The device is called extra corporeal membrane oxygenation, or ECMO. It's a key survival tool during this brutal and deadly flu season.
"Allows lungs to heal up while we are giving antiviral, antibiotic therapy," Singer explained.
The device supplies a patient's blood with fresh oxygen, allowing those severely sick with the flu to breathe.
"This is a worst-case scenario," said Dr. Jeffrey Jahre, St. Luke's University Health Network, who noted that all four of his hospitals' ECMO machines are being used.
It's a situation Jahre said he's never seen, and the machine isn't just being used by older patients. Two are in their 20s; another is in his 30s.

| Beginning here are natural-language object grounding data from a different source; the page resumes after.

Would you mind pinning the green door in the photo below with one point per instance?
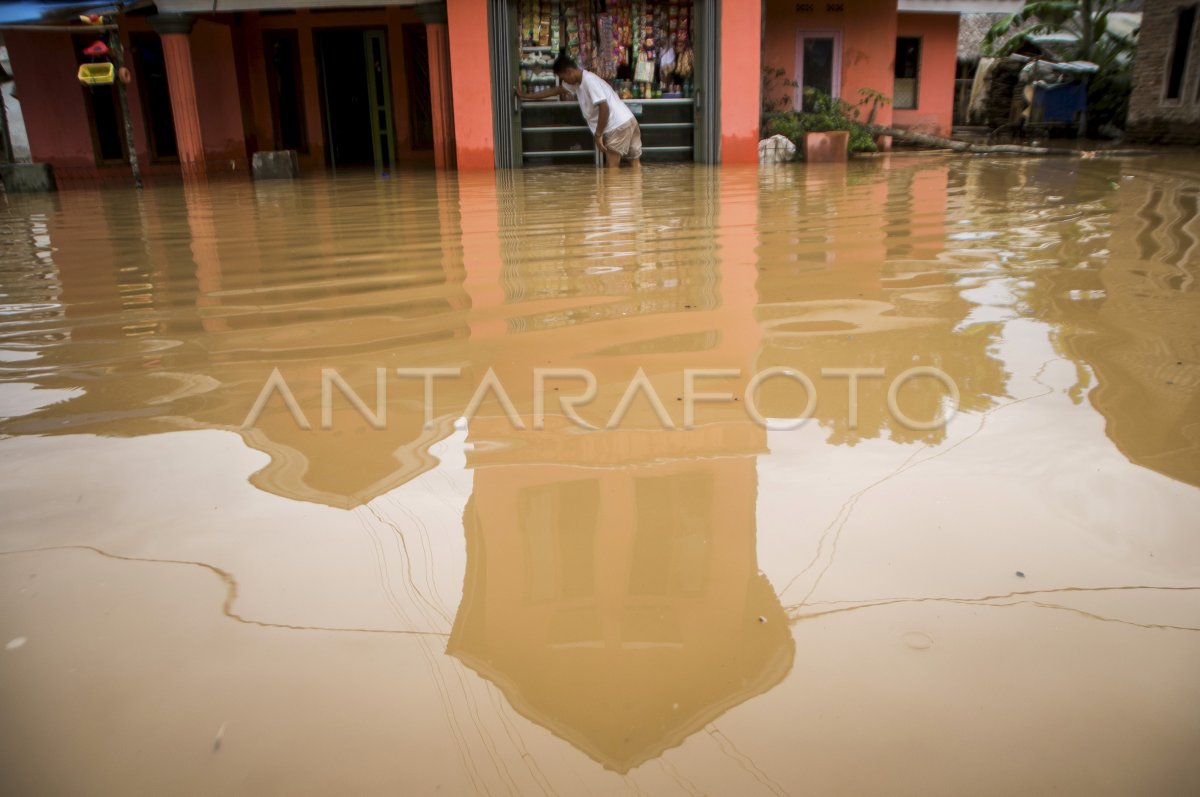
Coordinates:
(375, 43)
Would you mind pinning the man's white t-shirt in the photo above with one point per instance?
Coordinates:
(591, 93)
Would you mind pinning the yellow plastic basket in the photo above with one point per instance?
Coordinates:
(96, 73)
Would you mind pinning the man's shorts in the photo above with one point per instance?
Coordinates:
(627, 141)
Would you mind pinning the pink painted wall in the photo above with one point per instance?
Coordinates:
(868, 31)
(741, 76)
(216, 95)
(472, 84)
(935, 85)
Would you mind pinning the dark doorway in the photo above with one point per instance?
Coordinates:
(357, 97)
(103, 112)
(817, 67)
(420, 106)
(151, 73)
(286, 89)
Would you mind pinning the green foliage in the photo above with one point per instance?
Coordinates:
(1087, 23)
(774, 99)
(823, 114)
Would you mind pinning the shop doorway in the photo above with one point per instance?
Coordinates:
(355, 88)
(676, 108)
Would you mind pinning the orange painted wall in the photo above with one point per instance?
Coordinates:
(216, 95)
(868, 40)
(939, 59)
(741, 76)
(472, 84)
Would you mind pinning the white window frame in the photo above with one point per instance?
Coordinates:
(801, 35)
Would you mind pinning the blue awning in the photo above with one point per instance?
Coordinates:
(48, 12)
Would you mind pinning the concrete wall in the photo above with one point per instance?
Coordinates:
(43, 67)
(472, 81)
(741, 76)
(935, 85)
(1152, 118)
(868, 31)
(216, 95)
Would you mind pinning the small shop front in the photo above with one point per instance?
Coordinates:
(659, 55)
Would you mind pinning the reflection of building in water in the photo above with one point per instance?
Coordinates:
(851, 276)
(619, 606)
(612, 586)
(1127, 306)
(190, 301)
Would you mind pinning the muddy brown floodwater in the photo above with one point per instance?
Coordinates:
(201, 595)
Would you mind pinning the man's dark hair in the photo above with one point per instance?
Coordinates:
(564, 63)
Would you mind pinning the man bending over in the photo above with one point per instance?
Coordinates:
(611, 120)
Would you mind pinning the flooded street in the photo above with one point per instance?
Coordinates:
(240, 552)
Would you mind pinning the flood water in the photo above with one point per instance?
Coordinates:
(220, 575)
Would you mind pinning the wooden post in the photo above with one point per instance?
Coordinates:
(118, 51)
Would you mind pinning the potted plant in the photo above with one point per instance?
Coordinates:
(828, 129)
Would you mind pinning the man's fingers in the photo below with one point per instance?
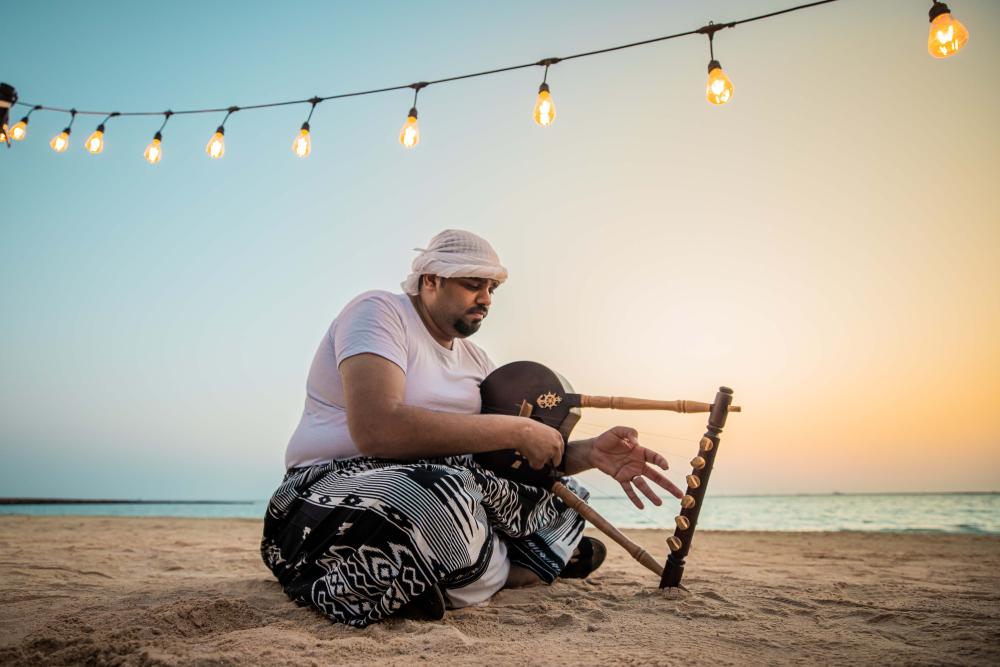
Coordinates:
(646, 491)
(630, 492)
(662, 480)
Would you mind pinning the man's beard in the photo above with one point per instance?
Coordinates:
(466, 328)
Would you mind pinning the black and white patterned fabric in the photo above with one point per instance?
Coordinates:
(357, 539)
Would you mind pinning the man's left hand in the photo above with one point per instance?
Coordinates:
(617, 452)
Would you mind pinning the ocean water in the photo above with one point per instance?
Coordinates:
(968, 513)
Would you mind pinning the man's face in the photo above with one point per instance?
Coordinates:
(459, 305)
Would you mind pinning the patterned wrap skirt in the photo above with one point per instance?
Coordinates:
(357, 539)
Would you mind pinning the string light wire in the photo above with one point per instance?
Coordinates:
(541, 63)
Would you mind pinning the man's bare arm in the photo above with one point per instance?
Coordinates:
(382, 425)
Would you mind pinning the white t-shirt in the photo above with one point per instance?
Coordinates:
(388, 325)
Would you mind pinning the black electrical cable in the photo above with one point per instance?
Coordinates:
(709, 29)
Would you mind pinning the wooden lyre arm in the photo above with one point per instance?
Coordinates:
(590, 514)
(626, 403)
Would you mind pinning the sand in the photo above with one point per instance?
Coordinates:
(148, 591)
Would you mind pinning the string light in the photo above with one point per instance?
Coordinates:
(946, 38)
(95, 142)
(302, 144)
(947, 35)
(545, 108)
(409, 135)
(20, 129)
(154, 151)
(60, 142)
(216, 147)
(719, 88)
(8, 98)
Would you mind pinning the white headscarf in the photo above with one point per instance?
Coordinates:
(455, 253)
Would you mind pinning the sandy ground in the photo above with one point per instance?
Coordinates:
(144, 591)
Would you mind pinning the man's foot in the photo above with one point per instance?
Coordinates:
(587, 558)
(427, 607)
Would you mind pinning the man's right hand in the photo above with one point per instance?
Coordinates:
(538, 443)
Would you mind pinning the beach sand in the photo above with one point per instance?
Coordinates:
(151, 591)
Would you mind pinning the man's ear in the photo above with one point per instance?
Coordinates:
(429, 281)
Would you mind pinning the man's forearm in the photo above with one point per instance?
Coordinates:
(410, 432)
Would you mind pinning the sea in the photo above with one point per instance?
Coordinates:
(955, 513)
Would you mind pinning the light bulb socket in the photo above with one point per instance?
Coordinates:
(937, 9)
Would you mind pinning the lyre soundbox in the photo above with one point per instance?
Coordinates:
(529, 389)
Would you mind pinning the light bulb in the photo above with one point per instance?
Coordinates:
(60, 142)
(719, 89)
(947, 35)
(153, 151)
(409, 136)
(20, 130)
(95, 142)
(545, 108)
(216, 147)
(302, 144)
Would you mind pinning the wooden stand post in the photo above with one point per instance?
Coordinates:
(680, 541)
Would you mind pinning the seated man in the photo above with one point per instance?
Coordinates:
(382, 510)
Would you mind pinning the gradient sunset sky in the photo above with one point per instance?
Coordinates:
(827, 244)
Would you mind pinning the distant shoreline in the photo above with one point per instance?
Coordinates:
(114, 501)
(84, 501)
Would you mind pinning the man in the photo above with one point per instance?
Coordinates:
(382, 510)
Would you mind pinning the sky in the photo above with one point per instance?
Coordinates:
(826, 244)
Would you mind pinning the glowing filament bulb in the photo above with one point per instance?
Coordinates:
(95, 142)
(60, 142)
(153, 151)
(948, 35)
(20, 130)
(545, 108)
(409, 136)
(216, 147)
(302, 145)
(719, 89)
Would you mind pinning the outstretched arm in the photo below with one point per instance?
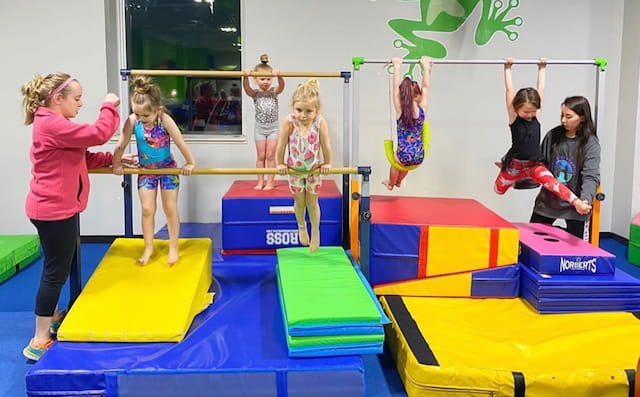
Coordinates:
(245, 84)
(123, 141)
(283, 139)
(426, 63)
(326, 147)
(542, 68)
(176, 136)
(509, 91)
(280, 87)
(397, 62)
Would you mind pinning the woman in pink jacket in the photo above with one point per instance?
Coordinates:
(59, 188)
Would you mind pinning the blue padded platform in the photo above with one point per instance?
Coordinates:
(577, 293)
(501, 281)
(236, 347)
(260, 220)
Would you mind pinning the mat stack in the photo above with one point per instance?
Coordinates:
(561, 273)
(327, 307)
(634, 241)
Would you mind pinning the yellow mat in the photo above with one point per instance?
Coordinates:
(124, 302)
(459, 347)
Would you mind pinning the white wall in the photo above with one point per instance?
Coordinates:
(466, 110)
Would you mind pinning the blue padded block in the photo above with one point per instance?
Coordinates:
(236, 344)
(581, 305)
(616, 285)
(394, 252)
(501, 281)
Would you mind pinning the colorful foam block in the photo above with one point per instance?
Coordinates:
(264, 220)
(501, 282)
(418, 237)
(125, 302)
(551, 250)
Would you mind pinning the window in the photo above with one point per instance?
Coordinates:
(190, 35)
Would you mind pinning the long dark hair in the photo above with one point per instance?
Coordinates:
(586, 129)
(408, 90)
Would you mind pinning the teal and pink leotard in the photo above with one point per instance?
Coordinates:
(154, 151)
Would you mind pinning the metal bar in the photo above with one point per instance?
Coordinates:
(365, 226)
(221, 73)
(491, 61)
(127, 193)
(219, 171)
(346, 189)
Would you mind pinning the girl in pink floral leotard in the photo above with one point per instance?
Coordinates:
(305, 133)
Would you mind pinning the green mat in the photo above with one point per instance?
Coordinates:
(16, 253)
(322, 288)
(334, 341)
(634, 232)
(634, 253)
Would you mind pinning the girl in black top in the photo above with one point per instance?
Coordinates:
(524, 159)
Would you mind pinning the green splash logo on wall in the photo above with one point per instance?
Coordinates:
(448, 16)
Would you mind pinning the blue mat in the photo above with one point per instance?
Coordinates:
(238, 343)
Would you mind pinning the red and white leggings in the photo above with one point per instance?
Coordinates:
(521, 169)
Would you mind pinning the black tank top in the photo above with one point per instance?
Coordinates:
(525, 140)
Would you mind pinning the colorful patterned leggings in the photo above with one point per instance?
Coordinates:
(520, 169)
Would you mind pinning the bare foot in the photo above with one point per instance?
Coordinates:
(303, 236)
(314, 244)
(582, 207)
(173, 256)
(145, 257)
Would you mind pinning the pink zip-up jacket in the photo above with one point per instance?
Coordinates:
(60, 185)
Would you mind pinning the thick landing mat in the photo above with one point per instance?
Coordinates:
(421, 237)
(125, 302)
(551, 250)
(236, 347)
(17, 252)
(502, 348)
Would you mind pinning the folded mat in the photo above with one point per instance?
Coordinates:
(328, 307)
(323, 289)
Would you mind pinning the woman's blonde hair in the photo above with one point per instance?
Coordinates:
(309, 91)
(146, 93)
(36, 92)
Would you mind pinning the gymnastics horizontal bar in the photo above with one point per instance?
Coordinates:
(221, 73)
(596, 61)
(217, 171)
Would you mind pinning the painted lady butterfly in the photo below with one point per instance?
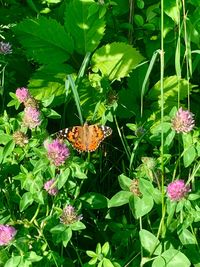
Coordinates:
(86, 138)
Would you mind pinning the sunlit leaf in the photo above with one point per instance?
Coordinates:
(40, 41)
(116, 60)
(85, 27)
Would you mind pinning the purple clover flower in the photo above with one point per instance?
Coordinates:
(5, 48)
(22, 94)
(57, 152)
(52, 190)
(7, 233)
(183, 121)
(31, 117)
(69, 215)
(177, 190)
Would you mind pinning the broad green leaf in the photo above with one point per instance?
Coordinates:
(187, 238)
(92, 97)
(25, 201)
(94, 200)
(15, 261)
(172, 258)
(129, 102)
(172, 9)
(4, 138)
(38, 197)
(119, 199)
(85, 27)
(105, 249)
(116, 60)
(45, 40)
(50, 80)
(63, 177)
(124, 182)
(149, 242)
(141, 206)
(32, 256)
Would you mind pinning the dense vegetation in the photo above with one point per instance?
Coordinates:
(132, 66)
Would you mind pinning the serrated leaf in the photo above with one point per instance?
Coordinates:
(49, 80)
(141, 206)
(86, 28)
(149, 242)
(45, 40)
(119, 199)
(172, 9)
(124, 182)
(116, 60)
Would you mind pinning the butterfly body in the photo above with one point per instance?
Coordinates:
(86, 138)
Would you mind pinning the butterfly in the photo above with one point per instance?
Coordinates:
(86, 138)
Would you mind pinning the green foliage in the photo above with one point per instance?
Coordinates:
(39, 39)
(88, 28)
(115, 60)
(112, 63)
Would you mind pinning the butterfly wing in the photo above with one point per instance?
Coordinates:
(96, 134)
(86, 138)
(75, 136)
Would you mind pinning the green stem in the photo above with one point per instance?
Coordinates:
(122, 140)
(76, 98)
(78, 256)
(162, 111)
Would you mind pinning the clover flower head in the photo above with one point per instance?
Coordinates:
(22, 94)
(20, 138)
(183, 121)
(69, 215)
(31, 102)
(139, 131)
(57, 152)
(31, 117)
(52, 190)
(5, 48)
(177, 190)
(149, 162)
(7, 233)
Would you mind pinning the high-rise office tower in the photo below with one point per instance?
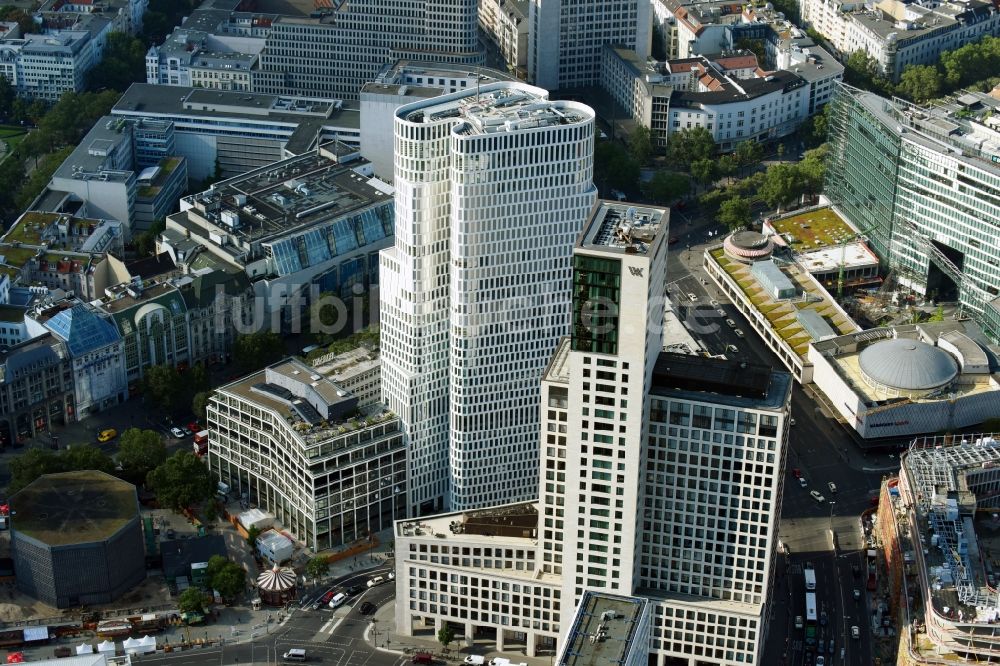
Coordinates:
(492, 186)
(923, 184)
(333, 51)
(660, 478)
(566, 38)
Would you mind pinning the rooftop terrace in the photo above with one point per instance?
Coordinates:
(622, 227)
(603, 631)
(813, 230)
(780, 314)
(288, 196)
(321, 430)
(496, 107)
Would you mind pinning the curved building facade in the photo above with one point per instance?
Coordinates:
(492, 187)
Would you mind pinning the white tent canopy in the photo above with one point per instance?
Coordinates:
(140, 645)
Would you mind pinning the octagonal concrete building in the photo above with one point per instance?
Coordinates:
(76, 538)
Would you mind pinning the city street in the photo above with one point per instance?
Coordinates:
(820, 449)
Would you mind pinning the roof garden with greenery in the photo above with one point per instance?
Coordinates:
(814, 229)
(781, 313)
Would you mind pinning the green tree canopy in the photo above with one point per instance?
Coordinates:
(33, 463)
(690, 145)
(782, 185)
(139, 453)
(735, 213)
(920, 83)
(704, 172)
(317, 567)
(163, 385)
(191, 600)
(181, 481)
(199, 404)
(446, 635)
(257, 350)
(667, 186)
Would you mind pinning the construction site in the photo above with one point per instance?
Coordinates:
(938, 525)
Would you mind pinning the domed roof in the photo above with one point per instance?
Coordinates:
(276, 579)
(908, 364)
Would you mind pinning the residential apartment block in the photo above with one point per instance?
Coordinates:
(295, 443)
(492, 185)
(333, 51)
(924, 185)
(660, 479)
(567, 38)
(899, 34)
(506, 23)
(728, 95)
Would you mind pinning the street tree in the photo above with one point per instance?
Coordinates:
(230, 581)
(705, 172)
(86, 456)
(782, 185)
(257, 350)
(139, 453)
(920, 83)
(748, 154)
(446, 635)
(181, 481)
(640, 144)
(735, 213)
(690, 145)
(162, 385)
(666, 186)
(199, 404)
(317, 567)
(191, 600)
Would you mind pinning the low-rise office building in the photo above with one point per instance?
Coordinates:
(295, 443)
(103, 173)
(36, 388)
(96, 351)
(730, 96)
(224, 133)
(317, 219)
(898, 34)
(908, 380)
(46, 66)
(936, 528)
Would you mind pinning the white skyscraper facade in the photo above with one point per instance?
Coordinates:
(492, 186)
(660, 478)
(566, 38)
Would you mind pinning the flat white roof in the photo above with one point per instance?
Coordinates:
(854, 255)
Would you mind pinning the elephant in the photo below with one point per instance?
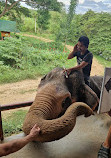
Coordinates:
(96, 84)
(59, 100)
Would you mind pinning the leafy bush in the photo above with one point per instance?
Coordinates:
(22, 58)
(13, 123)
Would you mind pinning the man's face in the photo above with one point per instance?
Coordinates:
(81, 47)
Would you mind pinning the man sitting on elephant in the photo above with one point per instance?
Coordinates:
(84, 58)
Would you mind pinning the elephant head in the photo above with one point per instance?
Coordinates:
(59, 100)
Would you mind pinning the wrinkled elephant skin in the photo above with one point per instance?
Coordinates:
(58, 102)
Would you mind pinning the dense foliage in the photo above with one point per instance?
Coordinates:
(22, 58)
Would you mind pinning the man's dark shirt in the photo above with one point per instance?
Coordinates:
(87, 57)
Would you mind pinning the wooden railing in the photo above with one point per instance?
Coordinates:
(9, 107)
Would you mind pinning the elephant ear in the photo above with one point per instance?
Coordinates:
(89, 97)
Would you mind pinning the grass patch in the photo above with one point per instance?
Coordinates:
(102, 61)
(13, 123)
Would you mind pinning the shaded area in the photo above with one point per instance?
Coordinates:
(83, 142)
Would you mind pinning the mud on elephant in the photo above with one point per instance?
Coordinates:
(59, 100)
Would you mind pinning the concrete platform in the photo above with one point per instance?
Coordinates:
(83, 142)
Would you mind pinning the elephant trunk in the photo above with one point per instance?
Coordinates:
(57, 128)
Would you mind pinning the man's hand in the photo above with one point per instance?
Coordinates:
(34, 132)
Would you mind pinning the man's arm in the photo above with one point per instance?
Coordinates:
(78, 67)
(71, 55)
(16, 145)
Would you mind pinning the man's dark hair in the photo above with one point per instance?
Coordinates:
(84, 40)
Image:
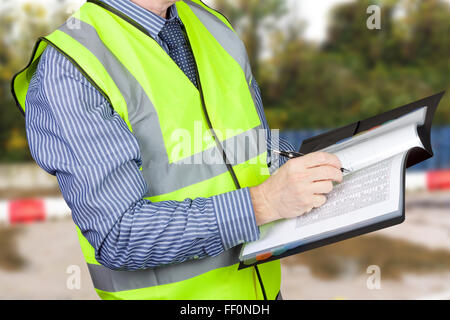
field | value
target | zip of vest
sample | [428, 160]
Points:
[167, 114]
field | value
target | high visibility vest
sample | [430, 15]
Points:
[185, 134]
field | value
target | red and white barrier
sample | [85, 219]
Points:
[35, 210]
[430, 180]
[32, 210]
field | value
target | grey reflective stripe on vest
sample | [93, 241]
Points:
[115, 280]
[146, 127]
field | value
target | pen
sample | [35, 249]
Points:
[293, 154]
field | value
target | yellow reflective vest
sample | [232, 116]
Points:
[138, 78]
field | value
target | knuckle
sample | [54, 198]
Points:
[328, 187]
[321, 199]
[320, 156]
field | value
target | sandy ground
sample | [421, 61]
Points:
[45, 276]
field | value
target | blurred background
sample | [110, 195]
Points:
[319, 67]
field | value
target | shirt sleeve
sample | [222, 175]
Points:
[74, 133]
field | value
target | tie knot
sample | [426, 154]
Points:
[172, 34]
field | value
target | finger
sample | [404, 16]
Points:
[325, 173]
[321, 187]
[316, 159]
[318, 200]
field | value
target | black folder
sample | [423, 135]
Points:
[414, 156]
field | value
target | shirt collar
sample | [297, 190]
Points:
[149, 20]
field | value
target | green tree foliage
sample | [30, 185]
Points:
[20, 26]
[359, 72]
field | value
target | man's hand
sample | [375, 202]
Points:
[296, 188]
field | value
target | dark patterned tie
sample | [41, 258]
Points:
[179, 51]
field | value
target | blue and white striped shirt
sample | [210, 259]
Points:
[74, 134]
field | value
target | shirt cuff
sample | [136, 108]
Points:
[235, 218]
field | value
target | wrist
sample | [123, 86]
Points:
[261, 206]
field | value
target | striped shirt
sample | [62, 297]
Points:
[75, 134]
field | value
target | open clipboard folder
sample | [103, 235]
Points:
[371, 196]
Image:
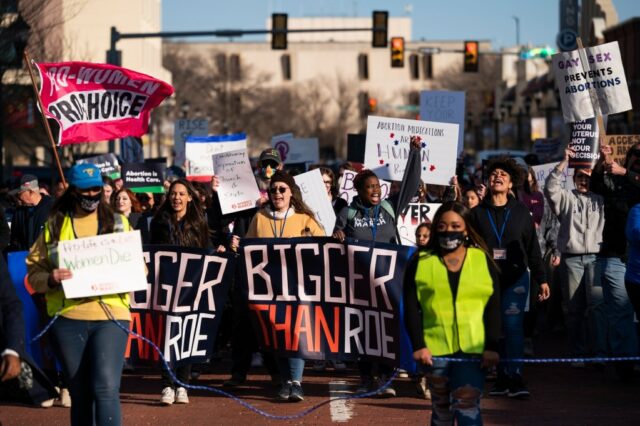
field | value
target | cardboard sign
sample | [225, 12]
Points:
[387, 148]
[238, 189]
[594, 72]
[199, 150]
[183, 129]
[347, 190]
[314, 194]
[146, 177]
[444, 106]
[409, 220]
[542, 171]
[104, 264]
[583, 139]
[107, 163]
[296, 150]
[621, 144]
[95, 102]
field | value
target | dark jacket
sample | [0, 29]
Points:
[620, 194]
[27, 224]
[370, 220]
[519, 239]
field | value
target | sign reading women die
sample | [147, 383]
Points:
[387, 148]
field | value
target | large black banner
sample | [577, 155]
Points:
[316, 298]
[180, 310]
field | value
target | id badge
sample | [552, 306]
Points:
[499, 254]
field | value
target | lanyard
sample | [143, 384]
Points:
[284, 222]
[495, 229]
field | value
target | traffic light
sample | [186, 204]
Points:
[471, 56]
[397, 52]
[380, 21]
[279, 23]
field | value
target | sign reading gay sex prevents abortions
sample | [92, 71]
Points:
[315, 298]
[181, 306]
[597, 70]
[387, 148]
[95, 102]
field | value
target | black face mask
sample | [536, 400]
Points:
[449, 241]
[89, 203]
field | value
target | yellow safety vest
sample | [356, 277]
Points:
[450, 326]
[55, 297]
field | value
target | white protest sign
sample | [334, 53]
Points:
[387, 148]
[408, 220]
[347, 191]
[444, 106]
[542, 171]
[595, 69]
[314, 194]
[182, 130]
[104, 264]
[200, 149]
[237, 188]
[296, 150]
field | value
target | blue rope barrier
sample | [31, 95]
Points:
[348, 397]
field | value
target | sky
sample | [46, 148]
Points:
[490, 20]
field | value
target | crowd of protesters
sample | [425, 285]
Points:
[498, 249]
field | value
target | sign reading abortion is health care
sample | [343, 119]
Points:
[596, 69]
[387, 148]
[104, 264]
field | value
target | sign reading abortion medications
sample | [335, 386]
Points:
[105, 264]
[387, 148]
[595, 71]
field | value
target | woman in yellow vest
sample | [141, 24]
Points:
[91, 346]
[452, 309]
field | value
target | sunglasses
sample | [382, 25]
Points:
[276, 189]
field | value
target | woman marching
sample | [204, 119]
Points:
[286, 216]
[452, 309]
[180, 221]
[91, 345]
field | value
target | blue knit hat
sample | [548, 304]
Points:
[85, 176]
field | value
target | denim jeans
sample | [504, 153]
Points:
[583, 306]
[456, 388]
[512, 305]
[622, 335]
[290, 369]
[92, 355]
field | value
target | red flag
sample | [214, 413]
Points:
[95, 102]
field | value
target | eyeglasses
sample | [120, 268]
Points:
[276, 189]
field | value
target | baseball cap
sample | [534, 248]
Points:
[270, 154]
[27, 183]
[85, 176]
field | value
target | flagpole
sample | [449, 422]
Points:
[44, 118]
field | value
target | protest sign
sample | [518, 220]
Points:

"This is a very different flu season than we have seen in the past," Jahre said.
This year's dominant flu strain is the H1N1. Health officials said it targets younger and otherwise healthy adults.
Just since January, Singer said a dozen patients have had to use the hospital's ECMO.
"People that have severe flu have a 70 percent success rate. Keep in mind, they would die if not for this machine," he said.
Health officials said the machines are difficult to get and are in very high demand. They stress, more than ever, to get a flu shot because it's still not too late.